An interim analysis after enrollment of 2,712 patients showed that the comparison of AC-G schedules had crossed the boundary for futility, and the trial resumed with all patients receiving the standard AC-G schedule, reduced to four cycles total.
Evaluation of the randomized paclitaxel schedules continued. Budd noted that patients randomized to dose-dense paclitaxel received six cycles of therapy (instead of the usual four) so that patients in each group continued treatment for a total of 12 weeks.
Patient accrual ended in January 2012 with 3,294 patients. At the third interim analysis (of a planned six) in September 2012, investigators learned that the futility boundary had been crossed for the paclitaxel comparison.
After a median follow-up of 4.4 years, comparison of the two paclitaxel arms produced a hazard ratio of 1.05 for weekly versus dose-dense therapy.
"Since this was not conducted as a noninferiority study, we cannot make a statistical conclusion about the lack of difference," Budd said during his presentation to ASCO attendees. "However, the Kaplan-Meier curves and computed hazard ratios suggest little difference between the two arms."
Subgroup analysis showed no significant differences between the groups with respect to hormone-receptor or HER2 status.
On balance, the toxicity favored weekly paclitaxel, which also costs substantially less than dose-dense therapy that requires immunologic support with granulocyte-colony stimulating factor (G-CSF), according to Budd.
"Low blood counts were observed more commonly with weekly paclitaxel, but these patients had blood counts checked more often [leading to ascertainment bias] and did not receive blood growth factors," Budd said at the press briefing.
"Allergic reactions, aching, and nerve pain were more common in patients treated every 2 weeks.

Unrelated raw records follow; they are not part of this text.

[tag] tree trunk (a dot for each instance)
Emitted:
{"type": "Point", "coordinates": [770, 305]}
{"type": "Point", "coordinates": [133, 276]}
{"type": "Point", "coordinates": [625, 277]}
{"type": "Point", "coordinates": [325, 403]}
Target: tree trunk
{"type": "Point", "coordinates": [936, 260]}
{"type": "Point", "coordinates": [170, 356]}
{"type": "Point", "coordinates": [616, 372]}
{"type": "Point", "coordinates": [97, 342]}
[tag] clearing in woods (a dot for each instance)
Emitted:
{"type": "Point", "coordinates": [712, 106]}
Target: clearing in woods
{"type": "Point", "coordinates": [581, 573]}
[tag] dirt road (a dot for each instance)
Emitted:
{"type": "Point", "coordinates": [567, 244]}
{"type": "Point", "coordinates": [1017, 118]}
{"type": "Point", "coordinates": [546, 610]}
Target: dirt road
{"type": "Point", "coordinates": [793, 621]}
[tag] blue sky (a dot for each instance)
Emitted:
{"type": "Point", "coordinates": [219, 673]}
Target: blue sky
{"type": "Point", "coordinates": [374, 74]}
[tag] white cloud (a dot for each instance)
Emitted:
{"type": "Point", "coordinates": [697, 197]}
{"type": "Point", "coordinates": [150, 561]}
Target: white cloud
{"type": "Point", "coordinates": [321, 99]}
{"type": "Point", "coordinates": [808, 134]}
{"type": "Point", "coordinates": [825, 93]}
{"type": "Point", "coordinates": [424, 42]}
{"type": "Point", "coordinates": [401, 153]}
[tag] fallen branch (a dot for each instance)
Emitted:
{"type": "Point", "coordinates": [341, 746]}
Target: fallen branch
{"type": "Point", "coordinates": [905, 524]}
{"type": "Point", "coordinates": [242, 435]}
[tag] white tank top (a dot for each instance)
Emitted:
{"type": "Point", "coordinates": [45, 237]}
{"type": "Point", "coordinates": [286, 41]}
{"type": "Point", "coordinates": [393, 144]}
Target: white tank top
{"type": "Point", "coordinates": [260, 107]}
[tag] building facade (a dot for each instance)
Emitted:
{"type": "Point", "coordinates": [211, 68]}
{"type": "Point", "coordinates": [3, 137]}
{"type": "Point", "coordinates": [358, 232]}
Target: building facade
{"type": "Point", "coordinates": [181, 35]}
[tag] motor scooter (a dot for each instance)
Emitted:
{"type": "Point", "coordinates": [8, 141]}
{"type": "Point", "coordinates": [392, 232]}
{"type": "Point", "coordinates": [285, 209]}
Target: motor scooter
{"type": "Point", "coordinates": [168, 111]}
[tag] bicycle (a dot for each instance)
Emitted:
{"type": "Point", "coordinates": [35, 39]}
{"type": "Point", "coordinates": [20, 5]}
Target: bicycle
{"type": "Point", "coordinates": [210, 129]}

Weekly paclitaxel is less toxic for most patients."
Disclosures
The study was supported by the NIH and Amgen.
Budd disclosed a relationship with Amgen. One or more co-investigators disclosed relationships with Amgen, Genentech, Roche, and Novartis.
Primary Source
American Society of Clinical Oncology
Source Reference: Budd GT, et al. "S0221: Comparison of two schedules of paclitaxel as adjuvant therapy for breast cancer" ASCO 2013; Abstract CRA1008.